The UCLA soft robot, which measures just 10 mm in length and is stingray shaped, is composed of four different layers.

Those four layers consist of tissue that is made of live heart cells, two distinct types of specialized biomaterials for structural support, and flexible electrodes.

Stingrays, and other batoids, provide researchers with a good starting point because their body kinematics are relatively easy to model. Combine the body kinematics with the fact that batoids rely on hydrodynamic lift and drag to move through the water, and you have a platform that is fairly easy to simulate numerically, as well as fairly easy to construct.

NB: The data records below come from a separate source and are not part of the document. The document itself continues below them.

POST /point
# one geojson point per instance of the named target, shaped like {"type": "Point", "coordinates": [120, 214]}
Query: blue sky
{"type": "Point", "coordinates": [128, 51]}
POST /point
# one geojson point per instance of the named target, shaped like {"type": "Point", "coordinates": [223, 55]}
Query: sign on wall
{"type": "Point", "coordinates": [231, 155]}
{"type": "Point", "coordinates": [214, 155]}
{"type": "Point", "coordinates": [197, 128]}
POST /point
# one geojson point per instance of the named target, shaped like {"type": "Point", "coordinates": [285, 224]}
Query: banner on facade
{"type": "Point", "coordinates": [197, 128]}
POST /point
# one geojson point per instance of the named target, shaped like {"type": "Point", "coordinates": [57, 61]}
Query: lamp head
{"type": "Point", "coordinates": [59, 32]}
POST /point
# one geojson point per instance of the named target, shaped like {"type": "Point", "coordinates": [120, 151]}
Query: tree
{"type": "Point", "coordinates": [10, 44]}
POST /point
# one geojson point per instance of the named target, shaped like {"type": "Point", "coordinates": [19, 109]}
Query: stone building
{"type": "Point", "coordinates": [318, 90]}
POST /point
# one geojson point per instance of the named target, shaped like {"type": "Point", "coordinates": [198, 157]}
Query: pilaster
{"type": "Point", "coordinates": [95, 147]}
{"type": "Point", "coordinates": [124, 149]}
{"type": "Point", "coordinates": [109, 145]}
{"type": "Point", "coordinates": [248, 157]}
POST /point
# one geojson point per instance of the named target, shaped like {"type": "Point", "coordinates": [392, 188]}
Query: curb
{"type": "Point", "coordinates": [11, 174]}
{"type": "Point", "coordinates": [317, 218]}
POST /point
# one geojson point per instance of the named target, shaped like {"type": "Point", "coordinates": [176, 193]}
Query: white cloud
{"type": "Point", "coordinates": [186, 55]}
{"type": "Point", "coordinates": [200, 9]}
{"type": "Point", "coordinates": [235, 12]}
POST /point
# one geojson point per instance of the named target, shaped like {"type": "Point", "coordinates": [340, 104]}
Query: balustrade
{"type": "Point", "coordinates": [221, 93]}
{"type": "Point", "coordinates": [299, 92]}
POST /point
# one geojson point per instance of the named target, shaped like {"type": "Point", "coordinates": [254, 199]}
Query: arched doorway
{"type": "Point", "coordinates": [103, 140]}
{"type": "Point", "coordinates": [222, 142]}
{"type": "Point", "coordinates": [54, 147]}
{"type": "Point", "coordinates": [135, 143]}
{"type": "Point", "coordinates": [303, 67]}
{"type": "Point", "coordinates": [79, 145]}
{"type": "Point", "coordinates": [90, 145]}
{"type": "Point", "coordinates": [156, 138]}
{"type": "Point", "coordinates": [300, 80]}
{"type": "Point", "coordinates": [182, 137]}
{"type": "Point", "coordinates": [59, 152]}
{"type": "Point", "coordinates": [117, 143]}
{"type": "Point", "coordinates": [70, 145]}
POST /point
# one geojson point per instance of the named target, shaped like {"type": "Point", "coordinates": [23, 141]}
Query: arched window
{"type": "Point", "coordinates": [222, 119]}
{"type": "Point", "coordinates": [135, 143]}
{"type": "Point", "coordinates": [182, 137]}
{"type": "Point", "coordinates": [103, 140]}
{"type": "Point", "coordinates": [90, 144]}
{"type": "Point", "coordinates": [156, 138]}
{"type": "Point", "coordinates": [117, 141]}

Stingray wings just kinda flap up and down, and change angle a little bit. Something that is easy to model, but very effective. Stingrays have incredibly good maneuverability underwater—a testament to nature’s efficient design. And that is the first aspect of bioinspiration here.

The second part is the aforementioned multilayered skin. When the layer of electrodes is energized, heart cells contract, causing the robot to flap its wings, much like the muscles of a biological creature.

“The development of such bio-inspired systems could enable future robotics that contain both biological tissues and electronic systems,” said Ali Khademhosseini, UCLA bioengineering professor and leader of the project. “This advancement could be used for medical therapies such as personalized tissue patches to strengthen cardiac muscle tissue for heart attack patients.”

The research was supported by the Defense Threat Reduction Agency. Additional funding support came from the National Institutes of Health, the Presidential Early Career Award for Scientists and Engineers, and the Air Force Office of Sponsored Research.

The study has been published in the Advanced Materials journal, and can be seen at this link.